Sentiment Analysis, Opinion Mining & neophyte basics
For more than a decade now, researchers from Text and Data Analytics, Computer Science, Computational Linguistics and Natural Language Processing, among others, have been working on technologies that could lead to analyze how people feel or what people think about something. In the current period, lots and lots of commercial offers have been built on what I think one should still call a Research Program. Here are some basic clues to get an idea of how this kind of content analysis technologies work.
One of the major issues dealing with huge amounts of User-Generated Content published online – also referred to as UGC – implies mining opinions, which means detecting their polarity, knowing the target(s) they aim at and what arguments they rely on. Opinion Mining/Sentiment Analysis tools are, simply put, derived from Information Extraction (such as Named Entities detection) and Natural Language Processing technologies (such as syntactic parsing). Given this, simply put, they work like an enhanced search engine with complex data calculation habilities and knowledge bases.
But dealing with the data emphasizes the fact that understanding “how does sentiment analysis work” is more a linguistic modelization problem than a computational one. The “keywords” or “bag-of-words” approach is the most commonly used because it underlies a simplistic representation of how opinions and sentiments can be expressed. It would consist, in its most simplistic form, in detecting words in UGC from a set of words labeled as “positive” or “negative” : this method remains unable to solve most of “simple” ambiguity problems (here is an example that illustrates this quite well, I guess).

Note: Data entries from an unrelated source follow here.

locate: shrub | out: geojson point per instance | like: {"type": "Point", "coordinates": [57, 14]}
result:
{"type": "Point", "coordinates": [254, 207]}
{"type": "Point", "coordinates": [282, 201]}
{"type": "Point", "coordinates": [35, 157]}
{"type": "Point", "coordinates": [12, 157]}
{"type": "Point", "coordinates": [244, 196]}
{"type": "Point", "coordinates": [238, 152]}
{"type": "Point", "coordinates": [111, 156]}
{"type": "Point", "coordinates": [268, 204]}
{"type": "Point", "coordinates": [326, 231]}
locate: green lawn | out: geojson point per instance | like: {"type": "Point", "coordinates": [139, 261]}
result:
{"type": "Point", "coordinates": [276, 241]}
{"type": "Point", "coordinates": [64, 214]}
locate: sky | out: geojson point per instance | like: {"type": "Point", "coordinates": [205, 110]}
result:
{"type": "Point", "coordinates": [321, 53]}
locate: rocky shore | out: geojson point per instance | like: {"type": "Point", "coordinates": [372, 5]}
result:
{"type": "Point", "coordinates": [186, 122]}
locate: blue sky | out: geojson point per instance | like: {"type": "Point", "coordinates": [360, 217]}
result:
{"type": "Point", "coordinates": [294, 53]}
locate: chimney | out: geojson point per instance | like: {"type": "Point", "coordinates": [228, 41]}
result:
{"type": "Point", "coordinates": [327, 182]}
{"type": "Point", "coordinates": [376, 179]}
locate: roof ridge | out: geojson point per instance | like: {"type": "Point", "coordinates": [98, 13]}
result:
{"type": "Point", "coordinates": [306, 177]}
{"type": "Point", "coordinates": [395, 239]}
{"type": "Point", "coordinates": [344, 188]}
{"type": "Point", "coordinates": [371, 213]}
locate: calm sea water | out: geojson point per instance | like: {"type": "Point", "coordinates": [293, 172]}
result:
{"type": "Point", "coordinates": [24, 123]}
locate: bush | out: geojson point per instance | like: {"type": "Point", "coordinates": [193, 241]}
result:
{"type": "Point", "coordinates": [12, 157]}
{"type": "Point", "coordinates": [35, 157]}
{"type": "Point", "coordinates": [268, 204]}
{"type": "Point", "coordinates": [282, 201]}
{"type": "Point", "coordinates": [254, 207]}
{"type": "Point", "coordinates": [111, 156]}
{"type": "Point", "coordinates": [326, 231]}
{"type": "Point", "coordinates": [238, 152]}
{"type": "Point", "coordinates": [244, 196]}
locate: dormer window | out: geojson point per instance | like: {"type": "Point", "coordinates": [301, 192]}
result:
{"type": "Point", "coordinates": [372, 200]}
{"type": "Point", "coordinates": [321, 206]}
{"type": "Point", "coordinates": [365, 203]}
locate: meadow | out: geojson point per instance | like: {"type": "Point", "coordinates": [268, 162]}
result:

Most of Opinion Mining tasks focus on local linguistic determination for opinion expression, which is partly constrained by external ressources and thus often deals with problems such as dictionaries coverage limitations, and at a higher level, domain-dependance. Contextual analysis stil is a challenge, as you will find in the following reference book : Bo PANG, Lillian LEE, Opinion Mining and Sentiment Analysis, Now Publishers Inc., 2008, 135 pages, ISSN 1554-0669.
As a temporary conclusion, I would say that accuracy remains the major challenge in this industry development. In fact, in such analysis systems, some “simple” linguistic phenomena still are problematic to modelize and implement, for example the negation scope problem, which is how to deal with negative turns of phrases. Another problem for systems accuracy is the analysis methodology itself. Fully organic methods are costly, but fully automated ones are innacurate : you need to define a methodology where the software and the analyst collaborate to get over the noise and deliver accurate analysis.